Besides it is to fulfill the people and the site needs, so that it will reach the people satisfaction.

Solution to the Problem Statement

All-In-One Development

As the first problem stated above by Alor Gajah Municipal Council, they want to develop a sustainable and effective development which are as above aspects. The aspects are:

Infrastructure and Utilities
Public Facility

So, solution to this problem is to combine some of the aspects together which is the proposed project. The proposed project which are combination of Infrastructure and Utilities, Recreations, Social/Community, Public Facilities and Commercial. With this combination, it can safe cost by develop all the aspects in one building instead of separate development. Not only can save cost, it can preserve the natural environment and nature surrounding at once, it can reduce the negative impact on nature. Since the proposed site is a beach, it will not pollute the beach during and also after construction.


It will also provide facilities to the people surrounding and also throughout the nation, Malaysia. As the proposed project is “Restaurant and Convention”, the development will not only consist of restaurant and convention halls. The development will consists of reading areas, IT areas, recreational areas, meeting rooms and etc. These facilities can serve the public efficiently. As I mentioned above, wedding halls are part of the convention halls in the development. Beach wedding reception is rarely found in Malaysia. With this development, it can provide wedding beach facilities and boost the economy level in Malacca as well as Malaysia.

Increase Attraction

Klebang is one of the potential area in Malacca besides the main city, Bandar Hilir. Attraction at Klebang is one of the factors that made Klebang Famous. The attractions are as follows:

People from all over Malacca and even Malaysia spend their time with friends and families at the beach. It has a really nice view of sea with cool breeze ventilating the area. It is a very nice place relax and spend time together.

Klebang beach has a very interesting snack, The Famous Coconut Shake, which is fresh coconut filling blend together with ice and Vanilla ice cream. This snack attracts people from Malaysia and even tourists that come from China, Japan and others.
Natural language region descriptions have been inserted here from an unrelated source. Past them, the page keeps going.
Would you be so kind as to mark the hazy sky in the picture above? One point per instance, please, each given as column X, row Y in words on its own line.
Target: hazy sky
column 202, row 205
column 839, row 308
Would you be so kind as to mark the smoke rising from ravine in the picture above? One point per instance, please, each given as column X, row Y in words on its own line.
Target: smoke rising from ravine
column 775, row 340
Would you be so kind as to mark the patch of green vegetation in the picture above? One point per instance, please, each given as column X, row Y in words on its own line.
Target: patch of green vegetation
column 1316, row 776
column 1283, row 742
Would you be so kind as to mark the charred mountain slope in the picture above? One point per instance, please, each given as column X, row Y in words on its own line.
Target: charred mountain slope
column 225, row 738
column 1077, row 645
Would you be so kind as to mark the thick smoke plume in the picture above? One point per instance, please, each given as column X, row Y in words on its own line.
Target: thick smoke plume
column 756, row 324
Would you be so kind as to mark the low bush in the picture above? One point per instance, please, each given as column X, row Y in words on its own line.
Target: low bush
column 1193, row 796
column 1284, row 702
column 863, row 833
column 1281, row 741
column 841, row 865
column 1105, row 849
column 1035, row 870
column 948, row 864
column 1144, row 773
Bustel is a word combination come from Bus and Hotel. Beside the coconut shake, this hotel is made from old bus and converted in hotels. This is to bring back the past time and make it into something new or in other word preserving. Tourist enjoy staying in Bustel because of the strategic place.

Target Users


Resources Required

Some resources and information are required for me to gather and refer that related to the proposed project such as research paper, location drawing, site drawing, survey drawing, case studies and others. These resources helps to consider the main aspects and criteria in order to design the proposed project, Restaurant and Convention.

Proposed Output

This proposal is to meet the output requirements in terms of drawings, 3D CAD presentation and physical models etc. There are several presentation techniques. 2D, 3D CAD or manual drawings will be used for this proposed project. By the end of this proposal, the effectiveness and appropriateness of the drawings/material presented, not the method used.


In a nutshell, Restaurant and Convention is a public facilities for the people surrounding to use efficiently. It is a relaxing place for families and friends to get together and enjoy the beach scenery with natural wind blowing while they are having their meal at the restaurant or while they are having any events at the convention hall.

References,. ‘Official Portal Of Alor Gajah Municipal Council – Special Area Plan’. Web. 2 Feb. 2015.

Universiti Kebangsaan Malaysia,. ‘Pembangunan Pelancongan Lestari Di Melaka: Perspektif Pelancong’. N.p., 2013. Web. 2 Feb. 2015.,. ‘LAMAN UTAMA’. Web. 2 Feb. 2015.